Hello :) thank you for the thoughtful comment on my old post. I really appreciate you taking the time to engage with it, and you’re spot on—it was a high-level, abstract vision.
It’s funny you ask for the “gears-level” design, because I did spend a long time trying to build it out. That effort resulted in a massive (and honestly, monstrously complex and still naive/amateur) paper on the G-CCACS architecture (https://doi.org/10.6084/m9.figshare.28673576.v5).
However, my own perspective has shifted significantly since then. Really.

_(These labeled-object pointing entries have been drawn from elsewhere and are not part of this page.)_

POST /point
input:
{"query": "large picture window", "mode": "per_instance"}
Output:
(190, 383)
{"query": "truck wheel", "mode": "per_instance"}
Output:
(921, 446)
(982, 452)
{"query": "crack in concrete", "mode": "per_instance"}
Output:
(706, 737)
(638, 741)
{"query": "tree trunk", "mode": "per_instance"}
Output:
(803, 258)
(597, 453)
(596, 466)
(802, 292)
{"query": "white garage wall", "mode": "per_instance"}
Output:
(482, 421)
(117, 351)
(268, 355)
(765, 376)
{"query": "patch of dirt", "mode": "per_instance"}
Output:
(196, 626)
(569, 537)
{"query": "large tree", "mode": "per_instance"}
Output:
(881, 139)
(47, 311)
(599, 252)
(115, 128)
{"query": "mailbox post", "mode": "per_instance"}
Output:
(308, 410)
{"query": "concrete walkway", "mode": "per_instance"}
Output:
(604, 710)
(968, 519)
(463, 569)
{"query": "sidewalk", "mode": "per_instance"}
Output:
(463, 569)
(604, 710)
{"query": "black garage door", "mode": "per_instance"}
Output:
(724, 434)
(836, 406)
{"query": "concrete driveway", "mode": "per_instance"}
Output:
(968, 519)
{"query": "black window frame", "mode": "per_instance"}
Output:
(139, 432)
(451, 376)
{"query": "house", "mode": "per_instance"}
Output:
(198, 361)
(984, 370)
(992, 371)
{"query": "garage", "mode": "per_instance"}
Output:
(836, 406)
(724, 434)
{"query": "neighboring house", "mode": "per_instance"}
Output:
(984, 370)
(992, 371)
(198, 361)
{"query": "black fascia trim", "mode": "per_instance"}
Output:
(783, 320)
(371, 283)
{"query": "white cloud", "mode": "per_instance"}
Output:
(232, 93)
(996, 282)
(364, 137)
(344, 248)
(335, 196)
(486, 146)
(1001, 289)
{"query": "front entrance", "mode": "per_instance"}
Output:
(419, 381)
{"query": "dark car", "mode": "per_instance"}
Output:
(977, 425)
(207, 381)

My current diagnosis, detailed in my latest work “Warped Wetware” (https://doi.org/10.6084/m9.figshare.29183669.v13) and in this latest article “The Engine of Foreclosure” (https://forum.effectivealtruism.org/posts/6be7xQHFREPYJKmyE/the-engine-of-foreclosure) is that the AI control problem is formally intractable. Not because we can’t design clever technical architectures, but because the global human system (i call it “Distributed Human Optimizer”) is structurally wired to reject them. The evidence, from the 100:1 (or even 400+ to 1) capability-vs-safety funding gap to the failure of every governance paradigm we’ve tried, seems conclusive.
This has led me to a stark conclusion: focusing on purely technical solutions like G-CCACS, while intellectually interesting, feels dangerously naive until we confront these underlying systemic failures. The best blueprint in the world is useless if the builders are locked in a race to the bottom.
That’s why my work has pivoted entirely to the Doctrine of Material Friction—pragmatic, physical interventions designed to slow the system down rather than “solve” alignment. Your point about “memetic stickiness” was incredibly sharp, and it’s even more of a challenge for this grimmer diagnosis.
Anyway, thanks again for the great feedback. It’s exactly the kind of clear-eyed engagement this field needs.